About Stallo

Resource description

Key numbers about the Stallo cluster: compute nodes, node interconnect, operating system, and storage configuration.

  Aggregated Per node
Peak performance 312 Teraflop/s 332 Gigaflop/s / 448 Gigaflops/s

# Nodes
304 x HP BL460 gen8 blade servers
328 x HP SL230 gen8 servers
1 x  HP BL460 gen8 blade servers
1 x. HP SL230 gen8 servers

# CPU’s / # Cores
608 / 4864
656 / 6560
2 / 16
2 / 20

Processors
608 x 2.60 GHz Intel Xeon E5 2670
656 x 2.80 GHz Intel Xeon E5 2680
2 x 2.60 GHz Intel Xeon E5 2670
2 x 2.80 Ghz Intel Xeon E5 2680
Total memory 26.2 TB 32 GB (32 nodes with 128 GB)
Internal storage 155.2 TB 500 GB (32 nodes with 600GB raid)
Centralized storage 2000 TB 2000 TB
Interconnect Gigabit Ethernet + Infiniband 1 Gigabit Ethernet + Infiniband 1
Compute racks 11
Infrastructure racks 2
Storage racks 3

1) All nodes in the cluster are connected with Gigabit Ethernet and QDR Infiniband.

Stallo - a Linux cluster

This is just a quick and brief introduction to the general features of Linux Clusters.

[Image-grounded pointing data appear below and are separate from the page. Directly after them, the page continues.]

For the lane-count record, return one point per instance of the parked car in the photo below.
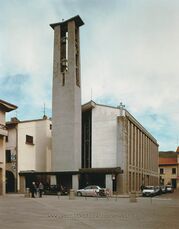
(169, 188)
(149, 191)
(91, 190)
(55, 190)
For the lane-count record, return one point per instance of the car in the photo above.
(149, 191)
(91, 190)
(169, 188)
(55, 190)
(163, 189)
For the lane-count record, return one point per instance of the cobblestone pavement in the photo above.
(17, 212)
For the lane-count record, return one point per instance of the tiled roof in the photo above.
(167, 161)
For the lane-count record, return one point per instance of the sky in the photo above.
(129, 54)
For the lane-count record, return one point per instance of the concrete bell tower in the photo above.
(66, 96)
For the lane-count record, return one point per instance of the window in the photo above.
(161, 171)
(173, 170)
(8, 156)
(29, 139)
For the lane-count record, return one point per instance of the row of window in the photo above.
(162, 171)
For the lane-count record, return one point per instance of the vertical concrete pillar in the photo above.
(66, 96)
(75, 182)
(109, 182)
(53, 180)
(22, 185)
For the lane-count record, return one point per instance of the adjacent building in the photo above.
(28, 150)
(169, 168)
(4, 107)
(116, 145)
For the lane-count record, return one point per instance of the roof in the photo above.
(5, 106)
(77, 19)
(167, 161)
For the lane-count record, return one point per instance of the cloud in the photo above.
(129, 53)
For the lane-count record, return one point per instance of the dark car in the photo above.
(91, 190)
(55, 190)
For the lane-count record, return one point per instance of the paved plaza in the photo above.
(18, 212)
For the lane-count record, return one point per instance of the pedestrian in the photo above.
(33, 189)
(41, 188)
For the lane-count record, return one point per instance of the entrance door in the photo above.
(10, 182)
(174, 183)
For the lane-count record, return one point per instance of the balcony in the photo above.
(3, 130)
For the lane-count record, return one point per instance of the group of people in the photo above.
(37, 189)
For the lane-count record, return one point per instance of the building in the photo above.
(168, 168)
(95, 144)
(66, 100)
(28, 150)
(4, 107)
(117, 151)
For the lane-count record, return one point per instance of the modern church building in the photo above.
(92, 144)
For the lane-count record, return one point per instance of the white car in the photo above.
(91, 190)
(149, 191)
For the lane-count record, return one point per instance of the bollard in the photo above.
(72, 194)
(27, 194)
(133, 198)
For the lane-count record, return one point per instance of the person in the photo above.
(33, 189)
(41, 187)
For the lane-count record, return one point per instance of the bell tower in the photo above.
(66, 96)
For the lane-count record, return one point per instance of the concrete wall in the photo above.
(104, 140)
(34, 156)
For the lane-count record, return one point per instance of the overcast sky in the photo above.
(129, 54)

A Linux Cluster - one machine, consisting of many machines

On one hand you can look at large Linux Clusters as rather large and powerful supercomputers, but on the other hand you can look at them as just a large bunch of servers and some storage system(s) connected with each other through a (high speed) network. Both of these views are fully correct, and it’s therefore important to be aware of the strengths and the limitations of such a system.

Clusters vs. SMP’s

Until July 2004, most of the supercomputers available to Norwegian HPC users were more or less large Symmetric Multi Processing (SMP’s) systems; like the HP Superdome’s at UiO and UiT, the IBM Regatta at UiB and the SGI Origion and IBM p575 systems at NTNU.

On SMP systems most of the resources (CPU, memory, home disks, work disks, etc) are more or less uniformly accessible for any job running on the system. This is a rather simple picture to understand, it’s nearly as your desktop machine – just more of everything: More users, more CPU’s, more memory, more disks etc.

On a Linux Cluster the picture is quite different. The system consists of several independent compute nodes (servers) connected with each other through some (high speed) network and maybe hooked up on some storage system. So the HW resources (like CPU, memory, disk, etc) in a cluster are in general distributed and only locally accessible at each server.

Linux operating system (Rocks): http://www.rocksclusters.org/

Since 2003, the HPC-group at has been one of five international development sites for the Linux operating system Rocks. Together with people in Singapore, Thailand, Korea and USA, we have developed a tool that has won international recognition, such as the price for “Most important software innovation ” both in 2004 and 2005 in HPCWire. Now Rocks is a de-facto standard for cluster-management in Norwegian supercomputing.

Stallo - Sami mythology

In the folklore of the Sami, a Stallo (also Stallu or Stalo) is a sami wizard. “The Sami traditions up North differ a bit from other parts of Norwegian traditions. You will find troll and draug and some other creatures as well, but the Stallo is purely Sami. He can change into all kinds of beings,; animals, human beings, plants, insects, bird – anything. He can also “turn” the landscape so you miss your direction or change it so you don’t recognise familiar surroundings. Stallo is very rich and smart, he owns silver and reindeers galore, but he always wants more. To get what he wants he tries to trick the Samis into traps, and the most popular Sami stories tell how people manage to fool Stallo.” NB! Don’t mix Stallo with the noaide! He is a real wizard whom people still believe in.